Last month, Wellmont’s chief financial officer, Alice Pope, and MSHA’s chief operations officer, Marvin Eichorn, discussed the financial projections developed by FTI Consulting. The COPA application includes a seven-page narrative description of the work FTI did to develop two financial models.

The first is a “baseline” combining anticipated total numbers of the two systems with no efficiencies gained, the second a “preliminary efficiencies” model projecting different expenses due to efficiencies gained. Those savings are projected to begin in the fiscal year ending June 30, 2017, and the models shown in the COPA application project through 2020.

The systems’ COPA application estimated $120 million of annual efficiency savings at full integration. By fiscal 2020, that amount is already projected at $92 million, with baseline expenses of $2.044 billion and a preliminary efficiency estimated expense of $1.95 billion. Projected income from operations is $141.5 million, compared to a baseline model of $49.1 million.

Of that difference, $49 million is projected to go into “expense related to COPA,” a line item not present in the baseline model. For 2017-2019, COPA-related expenses total about $81.5 million. Ultimately, the merged system intends to invest about $450 million in the first 10 years of integration in mental health, children’s health, research and combatting chronic conditions.

Many people have raised questions about employment levels since the merger announcement.

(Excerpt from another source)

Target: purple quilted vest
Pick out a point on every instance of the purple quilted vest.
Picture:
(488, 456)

By 2020, the “salaries, wages and benefits” line item totals $944.9 million – $40 million less than in the baseline model.

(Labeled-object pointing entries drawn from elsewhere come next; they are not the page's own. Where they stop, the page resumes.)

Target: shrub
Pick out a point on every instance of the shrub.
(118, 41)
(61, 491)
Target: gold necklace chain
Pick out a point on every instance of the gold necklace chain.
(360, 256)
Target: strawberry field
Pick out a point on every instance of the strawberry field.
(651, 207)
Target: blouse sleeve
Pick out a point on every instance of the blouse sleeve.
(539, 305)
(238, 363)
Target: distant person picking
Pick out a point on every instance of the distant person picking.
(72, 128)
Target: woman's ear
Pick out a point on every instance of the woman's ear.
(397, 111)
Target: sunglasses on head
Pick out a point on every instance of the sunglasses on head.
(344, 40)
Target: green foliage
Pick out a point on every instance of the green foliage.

It’s likely, Pope said, that the $49 million in expenses related to COPA will include salaries for new jobs related to the COPA’s endeavors.

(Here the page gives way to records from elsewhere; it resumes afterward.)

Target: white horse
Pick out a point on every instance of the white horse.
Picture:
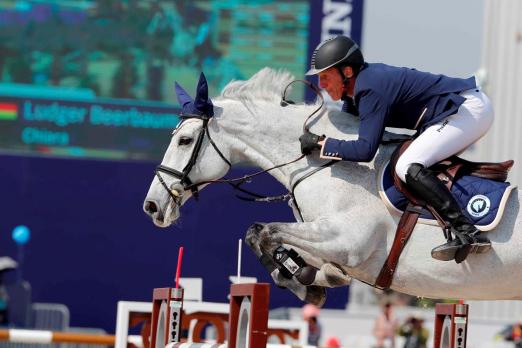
(347, 229)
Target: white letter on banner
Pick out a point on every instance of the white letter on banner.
(336, 20)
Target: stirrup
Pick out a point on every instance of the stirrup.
(471, 245)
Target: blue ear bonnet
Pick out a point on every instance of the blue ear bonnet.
(201, 105)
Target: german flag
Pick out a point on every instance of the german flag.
(8, 111)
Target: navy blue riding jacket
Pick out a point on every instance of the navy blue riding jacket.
(388, 96)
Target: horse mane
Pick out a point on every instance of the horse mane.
(267, 85)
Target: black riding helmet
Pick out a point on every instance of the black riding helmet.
(337, 51)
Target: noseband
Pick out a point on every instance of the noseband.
(184, 175)
(188, 185)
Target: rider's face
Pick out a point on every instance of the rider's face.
(331, 81)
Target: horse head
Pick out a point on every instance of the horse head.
(192, 158)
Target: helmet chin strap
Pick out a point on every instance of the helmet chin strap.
(345, 79)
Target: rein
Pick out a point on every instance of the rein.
(236, 183)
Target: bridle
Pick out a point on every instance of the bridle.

“Just to give an example, if we’re going to be expanding services into the behavioral health area, there is a dollar amount allotted to the cost of that expansion … while it’s not 100 percent employment, there’s certainly a very large component of the investment that comes back to the area as employment,” Pope said.

Eichorn said some of the COPA-related expenses could lead to job creation outside of the merged company, for instance at area colleges and universities in the form of graduate medical education and research.

Pope and Eichorn both said they were happy with FTI’s work (the comparative income statements can be found at bjournal.com/FTI).

“At the end of the day we’re going to be held accountable … by the state and the community (for) generating the kind of resources it’s going to take to provide these levels of commitments,” Eichorn said. “We feel very good about the work that FTI did.”